Ketamine is a fast-acting dissociative anesthetic and analgesic used in human and veterinary medicine. It produces sedation, pain relief, and a characteristic sense of detachment from the body and surroundings. In controlled settings it is a valuable tool for short procedures, emergency care, and certain psychiatric treatments. Outside medical use, ketamine is sometimes used recreationally for its dissociative and hallucinogenic effects.
Pharmacology and mechanism of action
Ketamine is notable for antagonising the N-methyl-D-aspartate (NMDA) subtype of glutamate receptors, which reduces excitatory neurotransmission and contributes to analgesia, sedation, and dissociation. It also has effects on other neurotransmitter systems and can transiently increase heart rate and blood pressure through sympathetic stimulation. Ketamine is commonly supplied as a racemic mixture; the S‑enantiomer (esketamine) has been developed separately for some medical uses.
Medical uses and formulations
Clinically, ketamine is used for:
- Induction and maintenance of anesthesia for short procedures, particularly when maintaining airway reflexes and cardiovascular stability is important (anesthetic practice).
- Analgesia for acute pain in emergency and perioperative settings, often as part of multimodal pain management.
- Bronchodilation in acute reactive-airway events when other agents are unsuitable.
- Treatment-resistant depression and acute suicidal ideation in the form of supervised intranasal esketamine and intravenous low‑dose protocols in specialised settings.
Available formulations include injectable solutions for intravenous or intramuscular use and approved intranasal preparations for specific psychiatric indications. Oral and sublingual preparations are used in some settings but have more variable absorption. Illicit markets may supply powdered, crystalline, or tablet forms that are not quality-controlled.
Routes of administration and clinical considerations
Rapid effects are usually obtained via intravenous or intramuscular injection. Intranasal delivery is used for approved psychiatric applications and for some emergency care where injections are impractical. Oral and rectal administration yield lower and less predictable plasma levels. Dosing, monitoring, and the clinical environment differ substantially between anesthesia, analgesia, and psychiatric therapy; supervision and resuscitation equipment should be available when ketamine is administered at sedating doses.
Psychological and perceptual effects
At subanesthetic doses, ketamine commonly produces altered perception, distortions of time and space, and a sense of detachment from the self and surroundings. These experiences can range from mild dissociation to intense, dreamlike states and frank hallucinations. Clinical literature and patient reports describe a range of responses; for general information see resources on hallucinatory experiences. In people with a history of psychotic disorders, ketamine may exacerbate symptoms and is used cautiously or avoided.
Adverse effects, risks, and long-term harms
Short-term effects include dizziness, nausea, vomiting, confusion, and transient increases in heart rate and blood pressure. Respiratory depression is less common at typical sedative doses than with some other anesthetics but can occur, especially when combined with other depressant drugs. Emergence reactions—distressing dreams, agitation, or confusion on waking—occur in a minority of patients.
With repeated, heavy recreational use, some people develop persistent urinary tract and bladder problems (often described as cystitis or ulcerative cystitis), chronic abdominal pain, and cognitive or memory difficulties. Tolerance and psychological dependence can develop; management of problematic use follows substance‑use treatment principles. Because of these harms, ketamine is regulated as a controlled substance in many jurisdictions.
Interactions and contraindications
Ketamine’s stimulating cardiovascular effects can be undesirable in people with uncontrolled hypertension, unstable cardiac disease, or certain aneurysmal vascular conditions. It should be used with caution in those with a history of psychosis. Concurrent use of central nervous system depressants (alcohol, benzodiazepines, opioids) increases the risk of respiratory depression and profound sedation.
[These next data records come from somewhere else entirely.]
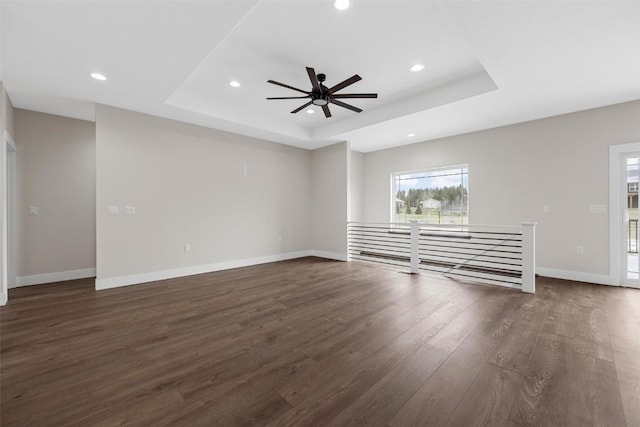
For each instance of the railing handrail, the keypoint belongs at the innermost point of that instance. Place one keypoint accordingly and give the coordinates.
(424, 224)
(473, 251)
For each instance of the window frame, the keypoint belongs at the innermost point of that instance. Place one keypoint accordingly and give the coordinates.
(394, 190)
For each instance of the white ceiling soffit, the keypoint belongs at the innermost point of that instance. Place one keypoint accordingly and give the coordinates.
(487, 63)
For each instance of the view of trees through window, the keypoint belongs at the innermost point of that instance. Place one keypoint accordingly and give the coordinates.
(436, 196)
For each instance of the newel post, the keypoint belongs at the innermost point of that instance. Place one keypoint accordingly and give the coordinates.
(529, 257)
(415, 234)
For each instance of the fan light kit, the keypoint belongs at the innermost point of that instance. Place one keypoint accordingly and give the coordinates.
(341, 4)
(322, 96)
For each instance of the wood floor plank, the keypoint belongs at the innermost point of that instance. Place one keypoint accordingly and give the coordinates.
(440, 395)
(515, 348)
(627, 362)
(567, 388)
(319, 342)
(381, 402)
(498, 387)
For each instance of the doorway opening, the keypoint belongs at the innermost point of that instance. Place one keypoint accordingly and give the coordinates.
(624, 203)
(8, 223)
Decisions about use in pregnancy and breastfeeding weigh potential benefits against uncertain risks and are made case by case.
History, misuse, and legal context
Developed in the 1960s as a shorter-acting dissociative anesthetic, ketamine was adopted for anesthesia, emergency, and battlefield medicine because of its safety profile in certain settings and its preservation of airway reflexes. Recreational misuse expanded in later decades, with reports of illicit circulation in various regions including early circulation along the West Coast of the United States before wider spread (regional histories). In recent years, medical interest has grown around rapid-acting antidepressant effects, prompting new clinical protocols and regulatory pathways for supervised use.
Safer use and harm reduction
When used medically, ketamine should be given by trained personnel in appropriate settings. For people who use ketamine outside medical supervision, harm-reduction advice includes avoiding mixing with other depressants, using in company rather than alone, starting with low amounts if choosing to use, avoiding frequent or high-dose use to reduce bladder and cognitive risks, not driving after use, and seeking medical attention for concerning symptoms such as urinary pain or breathing difficulty. For authoritative clinical guidance and further reading see specialist resources.